Chris Gray, Ph.D.
Founding President l Erie County Community College of Pennsylvania

I sat down this week prepared to write a light piece about our first summer semester at EC3PA, slated to start next Tuesday. It’s another first for us — another time of excitement — because we are offering an additional opportunity for students to complete courses that move them closer to their educational goals in a condensed eight-week summer course format. For around 140 students, this coming week is one that likely involves nervous apprehension mixed with happiness as they take another step forward. Students are building their schedules, and classes are filling up. It’s all working according to design, but it’s still thrilling to see it happen in real life.

To write that post, however, would make me appear oblivious to the immeasurable sadness and suffering that our country has seen in the last few weeks — yet again — more senseless acts of violence. The news has been so heavy, coming first from Buffalo and now Texas, and we are feeling that heaviness here in Erie County. To talk about summer courses without addressing the losses of this week would be the worst kind of tone deafness that I can imagine.

Hatred led to the racially motivated murders of ten people. Mothers, brothers, friends, students, neighbors, all senselessly hunted down because of the color of their skin. Now, the Robb Elementary School shooting in Uvalde, Texas, left twenty-one dead at the time of this writing. It’s the twenty-seventh school shooting of 2022, and it’s not even June. We can’t call tragedies like this “unimaginable” anymore because we are averaging more than one shooting per week, and this is the deadliest school shooting in decades. We don’t have to imagine it; it has become our reality. When tragedies like this happen, it’s easy to retreat into tired and familiar platitudes about “thoughts and prayers” and then go on with our daily lives, but that won’t change the world we live in — either today or in the future. What will make a difference are the people who will come together and decide that it’s time to make serious, lasting change — that enough is enough. In times like these, despondency is easy, and the future looks bleak and dark.

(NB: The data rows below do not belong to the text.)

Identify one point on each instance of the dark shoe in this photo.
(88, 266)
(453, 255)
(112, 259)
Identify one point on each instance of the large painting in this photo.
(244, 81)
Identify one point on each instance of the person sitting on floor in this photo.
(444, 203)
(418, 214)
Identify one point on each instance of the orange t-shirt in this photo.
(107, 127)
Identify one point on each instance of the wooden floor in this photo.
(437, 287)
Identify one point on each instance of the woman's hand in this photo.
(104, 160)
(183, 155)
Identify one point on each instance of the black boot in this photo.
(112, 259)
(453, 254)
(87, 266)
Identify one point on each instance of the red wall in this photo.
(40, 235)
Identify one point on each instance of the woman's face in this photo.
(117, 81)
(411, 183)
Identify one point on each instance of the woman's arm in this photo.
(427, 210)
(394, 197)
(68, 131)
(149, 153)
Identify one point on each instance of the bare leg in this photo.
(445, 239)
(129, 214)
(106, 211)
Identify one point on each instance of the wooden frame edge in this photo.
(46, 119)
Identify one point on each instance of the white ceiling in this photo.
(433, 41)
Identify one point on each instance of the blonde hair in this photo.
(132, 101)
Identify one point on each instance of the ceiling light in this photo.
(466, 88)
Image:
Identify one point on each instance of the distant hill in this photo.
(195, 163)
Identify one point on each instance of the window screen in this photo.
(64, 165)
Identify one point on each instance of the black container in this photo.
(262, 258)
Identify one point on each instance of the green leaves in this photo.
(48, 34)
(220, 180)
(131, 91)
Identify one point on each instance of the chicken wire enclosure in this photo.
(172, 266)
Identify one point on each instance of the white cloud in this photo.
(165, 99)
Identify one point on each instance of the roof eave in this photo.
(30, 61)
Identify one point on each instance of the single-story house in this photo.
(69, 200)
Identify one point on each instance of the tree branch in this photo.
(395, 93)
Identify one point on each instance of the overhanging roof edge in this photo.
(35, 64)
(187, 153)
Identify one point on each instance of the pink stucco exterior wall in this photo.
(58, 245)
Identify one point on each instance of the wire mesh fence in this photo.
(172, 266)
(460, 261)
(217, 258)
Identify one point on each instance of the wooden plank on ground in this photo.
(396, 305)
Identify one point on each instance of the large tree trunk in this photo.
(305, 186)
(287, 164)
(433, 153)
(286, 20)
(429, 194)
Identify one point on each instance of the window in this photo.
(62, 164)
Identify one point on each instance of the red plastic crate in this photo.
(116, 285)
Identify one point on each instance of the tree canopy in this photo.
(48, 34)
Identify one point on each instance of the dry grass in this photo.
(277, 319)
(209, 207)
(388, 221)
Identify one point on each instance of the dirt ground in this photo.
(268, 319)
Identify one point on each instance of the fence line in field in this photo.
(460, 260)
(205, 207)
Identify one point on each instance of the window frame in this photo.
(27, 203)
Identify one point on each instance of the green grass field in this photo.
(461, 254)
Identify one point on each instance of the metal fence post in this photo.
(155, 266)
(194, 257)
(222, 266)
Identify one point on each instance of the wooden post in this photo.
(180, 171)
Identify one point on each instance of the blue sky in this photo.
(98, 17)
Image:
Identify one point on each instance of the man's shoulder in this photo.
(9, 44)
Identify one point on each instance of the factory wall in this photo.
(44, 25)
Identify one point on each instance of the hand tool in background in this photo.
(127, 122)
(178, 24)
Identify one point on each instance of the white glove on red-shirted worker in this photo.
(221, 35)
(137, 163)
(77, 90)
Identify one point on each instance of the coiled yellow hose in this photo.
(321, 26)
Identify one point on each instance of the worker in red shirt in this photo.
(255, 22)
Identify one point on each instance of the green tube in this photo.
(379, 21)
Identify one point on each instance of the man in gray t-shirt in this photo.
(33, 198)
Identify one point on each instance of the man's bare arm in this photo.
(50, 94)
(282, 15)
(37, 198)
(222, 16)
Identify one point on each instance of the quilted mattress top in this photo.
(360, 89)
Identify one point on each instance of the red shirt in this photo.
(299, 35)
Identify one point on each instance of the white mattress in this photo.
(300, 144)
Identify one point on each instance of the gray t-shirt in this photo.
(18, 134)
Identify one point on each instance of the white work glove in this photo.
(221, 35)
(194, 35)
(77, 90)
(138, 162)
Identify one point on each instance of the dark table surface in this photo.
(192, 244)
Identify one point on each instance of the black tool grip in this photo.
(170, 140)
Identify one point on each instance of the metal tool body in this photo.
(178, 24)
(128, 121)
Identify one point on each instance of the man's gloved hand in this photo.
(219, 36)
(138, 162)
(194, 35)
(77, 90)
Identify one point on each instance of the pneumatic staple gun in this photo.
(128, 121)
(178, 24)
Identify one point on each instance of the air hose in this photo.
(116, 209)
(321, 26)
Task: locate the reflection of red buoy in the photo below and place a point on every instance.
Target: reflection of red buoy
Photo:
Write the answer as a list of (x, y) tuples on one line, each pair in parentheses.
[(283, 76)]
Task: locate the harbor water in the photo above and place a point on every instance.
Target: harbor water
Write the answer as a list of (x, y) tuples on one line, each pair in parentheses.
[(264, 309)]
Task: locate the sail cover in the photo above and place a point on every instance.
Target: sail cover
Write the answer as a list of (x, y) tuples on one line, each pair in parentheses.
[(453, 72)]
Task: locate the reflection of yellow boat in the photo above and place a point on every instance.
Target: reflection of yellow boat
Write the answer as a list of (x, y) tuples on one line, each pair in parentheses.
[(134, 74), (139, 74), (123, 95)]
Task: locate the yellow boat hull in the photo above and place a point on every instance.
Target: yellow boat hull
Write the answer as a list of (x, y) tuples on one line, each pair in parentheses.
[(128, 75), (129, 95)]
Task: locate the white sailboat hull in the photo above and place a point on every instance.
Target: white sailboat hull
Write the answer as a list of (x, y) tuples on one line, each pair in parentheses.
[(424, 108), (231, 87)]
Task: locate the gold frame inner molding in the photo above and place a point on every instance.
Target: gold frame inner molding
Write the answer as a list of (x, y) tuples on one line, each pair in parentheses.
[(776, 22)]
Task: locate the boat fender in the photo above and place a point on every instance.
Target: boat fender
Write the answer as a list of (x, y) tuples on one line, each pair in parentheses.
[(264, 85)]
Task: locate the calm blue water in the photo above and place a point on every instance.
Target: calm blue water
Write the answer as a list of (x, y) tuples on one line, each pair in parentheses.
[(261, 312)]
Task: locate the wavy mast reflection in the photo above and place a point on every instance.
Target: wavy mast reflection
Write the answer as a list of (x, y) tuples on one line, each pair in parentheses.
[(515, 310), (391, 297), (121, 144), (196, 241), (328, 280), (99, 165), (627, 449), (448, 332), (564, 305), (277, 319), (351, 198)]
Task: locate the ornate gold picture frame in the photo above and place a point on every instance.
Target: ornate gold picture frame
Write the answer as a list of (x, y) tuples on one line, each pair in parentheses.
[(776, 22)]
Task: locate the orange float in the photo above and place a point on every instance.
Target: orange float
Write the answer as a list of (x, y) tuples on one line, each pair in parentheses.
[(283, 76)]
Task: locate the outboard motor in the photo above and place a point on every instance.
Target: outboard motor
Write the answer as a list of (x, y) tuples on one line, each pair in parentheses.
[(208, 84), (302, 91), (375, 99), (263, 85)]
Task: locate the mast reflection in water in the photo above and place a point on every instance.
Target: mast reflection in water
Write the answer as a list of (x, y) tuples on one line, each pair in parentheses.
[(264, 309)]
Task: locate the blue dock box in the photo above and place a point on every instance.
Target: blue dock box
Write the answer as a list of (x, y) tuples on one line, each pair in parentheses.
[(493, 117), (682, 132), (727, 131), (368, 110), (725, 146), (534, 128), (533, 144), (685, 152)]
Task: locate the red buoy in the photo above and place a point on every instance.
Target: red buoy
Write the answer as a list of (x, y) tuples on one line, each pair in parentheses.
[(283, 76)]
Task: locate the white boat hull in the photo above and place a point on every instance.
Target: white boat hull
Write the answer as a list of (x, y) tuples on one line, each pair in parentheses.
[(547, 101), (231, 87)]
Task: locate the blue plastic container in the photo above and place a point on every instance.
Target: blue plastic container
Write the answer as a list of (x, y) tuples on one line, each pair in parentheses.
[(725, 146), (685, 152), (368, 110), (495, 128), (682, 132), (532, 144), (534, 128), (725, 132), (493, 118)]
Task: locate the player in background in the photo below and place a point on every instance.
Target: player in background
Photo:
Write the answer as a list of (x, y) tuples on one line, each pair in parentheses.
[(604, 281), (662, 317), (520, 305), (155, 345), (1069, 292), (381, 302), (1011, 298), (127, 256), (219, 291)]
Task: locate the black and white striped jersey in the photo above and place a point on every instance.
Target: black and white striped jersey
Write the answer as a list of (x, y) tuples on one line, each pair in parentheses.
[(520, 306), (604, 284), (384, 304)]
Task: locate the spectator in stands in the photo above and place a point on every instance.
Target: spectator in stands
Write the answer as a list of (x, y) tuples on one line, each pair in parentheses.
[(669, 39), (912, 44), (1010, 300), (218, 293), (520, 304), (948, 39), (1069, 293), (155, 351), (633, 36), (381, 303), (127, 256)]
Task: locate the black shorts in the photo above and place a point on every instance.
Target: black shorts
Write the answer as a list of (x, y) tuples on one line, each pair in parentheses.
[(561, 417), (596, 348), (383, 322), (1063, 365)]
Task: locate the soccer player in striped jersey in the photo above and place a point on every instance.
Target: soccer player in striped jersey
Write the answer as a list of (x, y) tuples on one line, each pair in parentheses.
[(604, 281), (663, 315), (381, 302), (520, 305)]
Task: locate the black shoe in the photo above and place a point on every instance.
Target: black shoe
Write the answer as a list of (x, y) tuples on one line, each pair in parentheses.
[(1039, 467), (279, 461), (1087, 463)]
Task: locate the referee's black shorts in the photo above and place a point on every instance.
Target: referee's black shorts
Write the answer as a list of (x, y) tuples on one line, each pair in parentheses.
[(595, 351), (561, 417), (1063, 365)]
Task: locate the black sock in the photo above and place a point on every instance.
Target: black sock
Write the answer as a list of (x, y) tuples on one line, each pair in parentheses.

This is, for me, the exact moment when hope comes in. For me, that hope IS our students. I see hope whenever a student walks into one of our classrooms and leaves transformed in some way by our faculty. I feel hope every time we offer a new program or collaborate with a new workforce partner to meet a community need. I experience hope every single time new students join our ranks. I have hope in our students’ ability to change the world.

Next week, some Erie County residents’ worlds will change irrevocably when they become college students for the very first time and do something that they have never done. They will come to us because they are looking to advance in their careers. They will come to us because they are looking to start over. They will come to us because they want to change their family’s story. They will come to us because they are running away from a past or running toward a future. And as ever, we will welcome them with excitement and hope.

According to the myth of Pandora’s box, she lifted the lid and unleashed all the ills of the world. Disease, pestilence, and death flew out to cover the Earth, unimpeded and unstoppable. When Pandora realized what she had done and slammed that same lid down in an effort to mitigate the damage that she unwittingly caused to the world, the only thing left inside was hope. Hope feels like such a small and insignificant thing when the world feels so bleak, but it’s still there, flickering in the gloom. Our EC3PA students are harbingers of what our world could become, and I vest my hope in them — that they will wrestle that better world into existence.